During this special Year of the Word: The God Who Speaks, we are going to have a regular series of reflections published on our website which will prompt us to reflect on important passages of St Matthew’s Gospel, and learn more about them. We are very grateful to Dr Natalie Watson, a contemporary theologian and writer, for offering these reflections for our community.
Mountains play a central role in Matthew’s Gospel and indeed in the Bible as a whole. They are places of encounter with God, places where holy men and women go to seek the presence of God and to hear God speak.
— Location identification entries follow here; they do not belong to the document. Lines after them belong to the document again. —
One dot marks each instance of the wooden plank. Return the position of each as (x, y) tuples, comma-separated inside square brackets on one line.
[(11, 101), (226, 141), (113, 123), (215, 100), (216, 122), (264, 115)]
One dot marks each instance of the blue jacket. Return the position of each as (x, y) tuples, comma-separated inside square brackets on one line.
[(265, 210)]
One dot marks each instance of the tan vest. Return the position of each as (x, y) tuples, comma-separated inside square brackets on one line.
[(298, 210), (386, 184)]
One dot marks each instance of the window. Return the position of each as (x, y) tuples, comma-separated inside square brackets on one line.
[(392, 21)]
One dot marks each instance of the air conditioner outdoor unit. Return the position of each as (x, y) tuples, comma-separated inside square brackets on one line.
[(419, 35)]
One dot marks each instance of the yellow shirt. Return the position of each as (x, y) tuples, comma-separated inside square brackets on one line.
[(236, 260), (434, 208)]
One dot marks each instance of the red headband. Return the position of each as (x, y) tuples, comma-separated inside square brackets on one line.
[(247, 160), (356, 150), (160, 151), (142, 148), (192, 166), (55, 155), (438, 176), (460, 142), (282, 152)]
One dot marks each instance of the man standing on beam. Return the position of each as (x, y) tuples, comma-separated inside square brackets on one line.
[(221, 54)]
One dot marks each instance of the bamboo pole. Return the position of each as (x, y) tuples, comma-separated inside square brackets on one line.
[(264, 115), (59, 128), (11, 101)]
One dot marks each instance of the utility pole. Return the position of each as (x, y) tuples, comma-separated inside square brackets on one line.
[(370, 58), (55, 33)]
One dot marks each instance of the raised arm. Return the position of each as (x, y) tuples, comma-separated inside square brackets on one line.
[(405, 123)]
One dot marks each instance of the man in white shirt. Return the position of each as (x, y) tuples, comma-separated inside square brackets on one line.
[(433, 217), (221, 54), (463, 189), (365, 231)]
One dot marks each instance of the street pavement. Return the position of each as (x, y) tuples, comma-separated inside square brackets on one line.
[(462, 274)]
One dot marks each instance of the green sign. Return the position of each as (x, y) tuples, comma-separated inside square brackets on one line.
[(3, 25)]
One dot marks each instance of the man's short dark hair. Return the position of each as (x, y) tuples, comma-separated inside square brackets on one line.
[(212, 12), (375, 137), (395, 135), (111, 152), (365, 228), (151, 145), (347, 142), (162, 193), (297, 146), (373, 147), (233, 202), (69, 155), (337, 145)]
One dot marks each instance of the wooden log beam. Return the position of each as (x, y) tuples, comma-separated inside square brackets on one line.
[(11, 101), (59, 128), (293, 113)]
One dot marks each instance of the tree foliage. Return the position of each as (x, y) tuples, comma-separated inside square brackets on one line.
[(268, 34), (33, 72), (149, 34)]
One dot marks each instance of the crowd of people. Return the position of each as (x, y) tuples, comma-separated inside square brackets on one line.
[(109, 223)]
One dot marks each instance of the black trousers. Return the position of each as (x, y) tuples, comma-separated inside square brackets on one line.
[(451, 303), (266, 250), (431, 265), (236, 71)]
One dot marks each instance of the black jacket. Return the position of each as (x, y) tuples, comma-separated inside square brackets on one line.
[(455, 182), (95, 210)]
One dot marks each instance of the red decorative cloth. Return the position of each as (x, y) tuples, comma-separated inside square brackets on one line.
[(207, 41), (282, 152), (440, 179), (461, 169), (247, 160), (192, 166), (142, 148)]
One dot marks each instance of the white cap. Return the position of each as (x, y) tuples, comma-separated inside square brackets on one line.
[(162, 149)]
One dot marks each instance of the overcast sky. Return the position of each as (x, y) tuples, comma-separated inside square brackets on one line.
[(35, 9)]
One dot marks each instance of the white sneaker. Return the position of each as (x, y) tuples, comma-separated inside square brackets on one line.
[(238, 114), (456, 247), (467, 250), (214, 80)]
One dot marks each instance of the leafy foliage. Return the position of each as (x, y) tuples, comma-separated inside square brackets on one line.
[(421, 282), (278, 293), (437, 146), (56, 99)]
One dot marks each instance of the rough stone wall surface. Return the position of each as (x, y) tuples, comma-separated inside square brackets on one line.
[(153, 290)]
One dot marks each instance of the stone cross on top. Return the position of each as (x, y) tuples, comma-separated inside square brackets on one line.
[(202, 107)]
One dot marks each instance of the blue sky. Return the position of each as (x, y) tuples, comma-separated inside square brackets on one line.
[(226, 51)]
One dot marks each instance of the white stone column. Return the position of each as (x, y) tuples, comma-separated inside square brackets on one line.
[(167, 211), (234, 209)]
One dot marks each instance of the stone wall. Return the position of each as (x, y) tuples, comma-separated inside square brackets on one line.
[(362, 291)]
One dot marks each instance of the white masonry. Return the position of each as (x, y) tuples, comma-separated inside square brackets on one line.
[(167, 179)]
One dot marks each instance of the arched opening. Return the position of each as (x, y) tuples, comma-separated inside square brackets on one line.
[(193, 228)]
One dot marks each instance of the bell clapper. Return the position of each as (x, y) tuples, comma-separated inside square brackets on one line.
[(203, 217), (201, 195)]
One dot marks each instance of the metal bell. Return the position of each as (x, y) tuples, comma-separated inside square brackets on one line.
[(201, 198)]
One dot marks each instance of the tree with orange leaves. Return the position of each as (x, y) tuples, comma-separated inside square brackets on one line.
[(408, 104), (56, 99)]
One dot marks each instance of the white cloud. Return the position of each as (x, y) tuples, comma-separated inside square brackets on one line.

In this passage, Jesus and three of his disciples, among them Peter, go into the mountains to pray, but nothing could have prepared the disciples for the experience they were about to have: Jesus ‘was transfigured before them, and his face shone like the sun, and his clothes became dazzling white’. They see Jesus as they have never seen him before – in the glory of the Father. The God who speaks to them now is the God who spoke to his people through Moses and Elijah. Peter wants to hold on to Moses and Elijah, build booths for them and for Jesus, but what the disciples are seeing is greater than anything any human being has seen before. They encounter God himself, and they hear the same words again that were hear at Jesus’s baptism: ‘This is my Son, the Beloved; with him I am well pleased; listen to him!’ At first, they are overcome by fear, but they hear Jesus say: ‘Do not be afraid.’, as God had spoken to his people Israel. And it is in these words that they recognise him: ‘Do not be afraid’. Because God is with us, we too do not need to be afraid. The passage ends by telling us that the disciples saw nothing but Jesus alone. This is Matthew’s purpose in writing his Gospel: for us to hear God speak through his word and to see Jesus alone. And when we do, we too can respond by worshipping him.
God, because you are with us, we do not need to be afraid. Help us to see nothing but you alone.